RESISTANCE CINEMA
Presents
“ENEMY ALIEN”
A project of Life Or Liberty Productions,
Produced and Directed by KONRAD ADERER (2011, 82 minutes)
WHEN: Sunday August 18, 2013 1:15 pm
WHERE: Community Church NY, Gallery Room 28 East 35th St. btwn Park & Madison Aves.
ADMISSION: Free, donations appreciated
SPECIAL GUEST: Filmmaker KONRAD ADERER
RESISTANCE CINEMA concludes its summer season with an intriguing film by a local NYC based filmmaker. Enemy Alien begins with the quest of a Japanese American filmmaker, Konrad, to document the underside of the patriotic fervor comparing the attacks of September 11, 2001 and Pearl Harbor: the post-9/11 detentions of Muslims and internment of Japanese Americans. Finding these aftermaths to be not only historically resonant but linked by immigration policy, he soon finds his own life transformed by this theme as he becomes involved in the fight to free immigration detainee Farouk Abdel-Muhti.
Like thousands of other detainees taken from Muslim immigrant communities, Farouk is not charged with any crime, but the government goes to great lengths to link him with terrorism. A Spanish-speaking Palestinian who arrived in New York City in the early 1970s, Farouk has become well known as a human rights advocate adept at building bridges between diverse communities. The activists who rise to his defense see a repressive political agenda behind the arrest of a Palestinian unafraid to speak out in the wake of 9/11.
Even in his institutional green uniform, in a cramped prison visiting room, Farouk gives off a gentle but indomitable charisma. No self-pity or fear is evident in his lively retelling of his arrest, interrogation and beating by the federal agents who tried to coerce him into naming other Palestinian activists. Farouk’s idealistic vigor in these dire conditions makes a deep impression. Unprompted, he invokes the internment of Japanese Americans as a parallel for post-9/11 detentions, all but shaming Konrad into confronting his own family history.
Asking his grandmother about her World War II internment for the first time, Konrad begins to claim his generational legacy: the betrayal and helplessness of the “enemy alien.” What truly inspires him, however, is the political consciousness emerging in the acts of resistance, large and small, by the incarcerated Japanese: the refusal of many to submit to the “loyalty questionnaire,” and his own grandfather’s defiance of the ban on photography, illuminating a personal history the government tried to make invisible.
In a landmark legal case, the Center for Constitutional rights takes on the fundamental injustice of Farouk’s detention. He is held solely on the basis of a deportation order, but as a stateless Palestinian, he is undeportable. The clash of state and citizen is ultimately resolved in a jubilant victory, followed by searing but ennobling tragedy.
He is released on April 12, 2004 after 718 days in prison, 250 in solitary confinement. Tragically, on July 21, 2004, just as he was finishing a presentation at the Philadelphia Ethical Society, he collapsed and lost consciousness. He was rushed to the hospital but hours later was pronounced dead. He had been suffering from high blood pressure and a thyroid condition but the official cause of death was a heart attack. Eerily, his collapse was caught on film and appears in ENEMY ALIEN.

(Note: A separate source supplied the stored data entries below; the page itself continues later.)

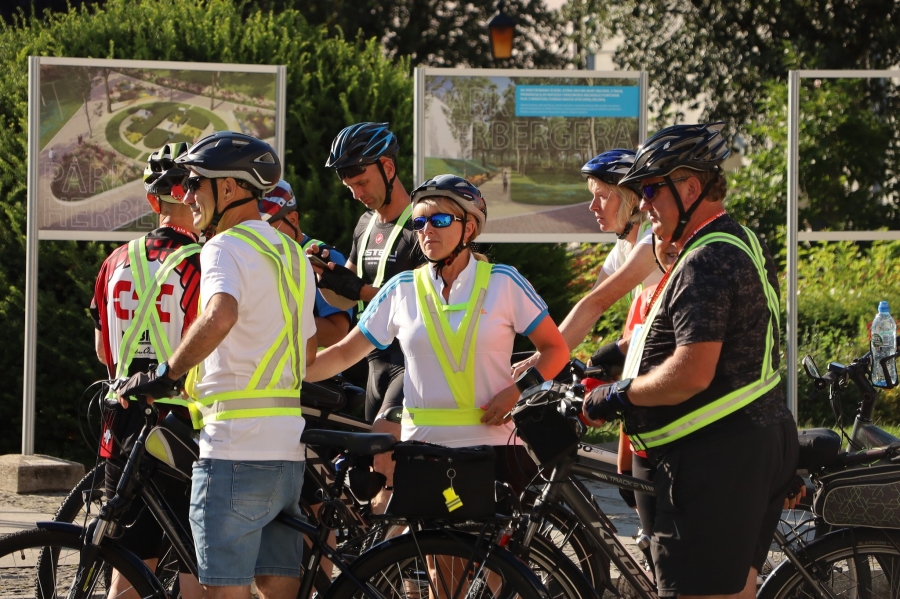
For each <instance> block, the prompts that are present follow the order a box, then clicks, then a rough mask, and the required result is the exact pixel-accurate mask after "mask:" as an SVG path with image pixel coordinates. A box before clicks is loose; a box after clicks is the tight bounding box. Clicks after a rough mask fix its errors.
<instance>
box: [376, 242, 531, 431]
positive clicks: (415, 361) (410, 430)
mask: <svg viewBox="0 0 900 599" xmlns="http://www.w3.org/2000/svg"><path fill="white" fill-rule="evenodd" d="M422 268H427V269H428V274H429V280H430V281H431V283H432V285H434V288H435V290H436V291H437V293H438V295H439V296H440V299H441V301H442V302H443V300H444V298H443V296H442V295H441V293H442V291H443V289H444V281H443V279H441V278H440V277H436V276H435V273H434V268H433V267H432V266H430V265H426V266H423V267H422ZM475 270H476V260H475V259H474V258H472V257H470V258H469V263H468V264H467V265H466V267H465V269H463V271H462V272H461V273H460V275H459V277H457V279H456V280H455V281H454V282H453V285H452V287H451V288H450V301H449V302H446V304H464V303H466V302H467V301H468V299H469V296H470V294H471V293H472V287H473V286H474V285H475ZM445 314H446V315H447V317H448V321H449V323H450V325H451V326H452V327H453V328H454V330H456V329H458V328H459V326H460V323H461V322H462V319H463V316H464V315H465V311H464V310H455V311H449V312H446V313H445ZM546 316H547V304H545V303H544V300H542V299H541V297H540V296H539V295H538V294H537V292H536V291H535V290H534V288H533V287H532V286H531V284H530V283H529V282H528V281H526V280H525V278H524V277H523V276H522V275H520V274H519V272H518V271H517V270H516V269H515V268H513V267H511V266H506V265H503V264H495V265H493V270H492V271H491V278H490V282H489V283H488V288H487V293H486V295H485V299H484V304H483V306H482V312H481V320H480V322H479V324H478V335H477V337H476V338H475V339H474V340H473V345H474V348H475V407H476V408H480V407H482V406H484V405H485V404H487V403H488V401H490V400H491V398H493V397H494V395H496V394H497V393H499V392H500V391H502V390H503V389H505V388H506V387H508V386H510V385H512V384H513V378H512V375H511V374H510V369H509V367H510V357H511V356H512V350H513V339H514V338H515V336H516V333H519V334H521V335H529V334H530V333H531V332H532V331H533V330H534V329H535V328H536V327H537V326H538V325H539V324H540V323H541V321H542V320H543V319H544V318H545V317H546ZM359 330H360V332H361V333H362V334H363V335H365V336H366V338H367V339H369V341H371V342H372V343H373V344H374V345H375V346H376V347H379V348H386V347H387V346H388V345H390V344H391V342H392V341H393V340H394V338H397V339H399V340H400V347H401V348H402V349H403V355H404V357H405V358H406V372H405V374H404V377H403V395H404V400H403V405H404V406H406V407H410V408H439V409H454V408H456V407H457V405H456V402H455V401H454V399H453V394H452V393H451V391H450V386H449V385H448V384H447V379H446V378H445V377H444V373H443V371H442V370H441V366H440V363H439V362H438V358H437V355H436V354H435V352H434V348H433V347H432V346H431V342H430V341H429V340H428V333H427V331H426V330H425V325H424V323H423V321H422V317H421V315H420V314H419V308H418V305H417V303H416V290H415V283H414V282H413V271H407V272H403V273H400V274H399V275H397V276H395V277H394V278H393V279H391V280H390V281H389V282H388V283H387V284H386V285H384V286H383V287H382V288H381V290H380V291H379V292H378V295H377V296H376V297H375V298H374V299H373V300H372V302H371V303H370V304H369V307H368V308H367V309H366V311H365V312H363V315H362V317H361V319H360V321H359ZM513 431H514V428H513V426H512V424H511V423H507V424H505V425H502V426H489V425H487V424H477V425H467V426H414V425H411V424H406V423H404V424H403V429H402V432H401V439H402V440H404V441H408V440H415V441H427V442H430V443H440V444H441V445H446V446H448V447H468V446H471V445H506V444H507V443H513V442H514V441H513V439H514V436H513V434H512V433H513Z"/></svg>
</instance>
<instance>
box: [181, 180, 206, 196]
mask: <svg viewBox="0 0 900 599" xmlns="http://www.w3.org/2000/svg"><path fill="white" fill-rule="evenodd" d="M207 179H209V177H199V176H198V177H188V178H187V179H185V180H184V191H185V192H186V193H197V191H199V190H200V186H201V185H203V182H204V181H206V180H207Z"/></svg>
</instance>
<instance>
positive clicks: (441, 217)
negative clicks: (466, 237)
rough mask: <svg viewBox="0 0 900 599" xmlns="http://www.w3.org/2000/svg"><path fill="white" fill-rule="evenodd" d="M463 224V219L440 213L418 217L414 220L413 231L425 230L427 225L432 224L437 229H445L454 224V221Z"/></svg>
mask: <svg viewBox="0 0 900 599" xmlns="http://www.w3.org/2000/svg"><path fill="white" fill-rule="evenodd" d="M457 220H458V221H459V222H462V219H461V218H460V217H458V216H456V215H455V214H446V213H444V212H438V213H437V214H432V215H431V216H416V217H415V218H413V230H414V231H421V230H422V229H424V228H425V224H426V223H428V222H430V223H431V226H432V227H434V228H435V229H443V228H444V227H449V226H450V225H451V224H453V221H457Z"/></svg>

KONRAD ADRERER lives and works in his native New York City as a field producer, videojournalist and editor for NGOs, local TV and nonprofits including the United Nations and the ACLU. Since he established Life or Liberty (lifeorliberty.org), a nonprofit multimedia project, in 2002, much of Konrad Aderer’s work as an independent documentary producer has focused on immigrant communities coping with deportation and detention. Konrad’s work has garnered numerous grants including a James Yee Fellowship from the Center for Asian American Media, and an Individual Artist Grant from New York State Council of the Arts. He holds a BFA in Drama from New York University’s Tisch School of the Arts, and is completing a Masters degree in Sociology at Brooklyn College.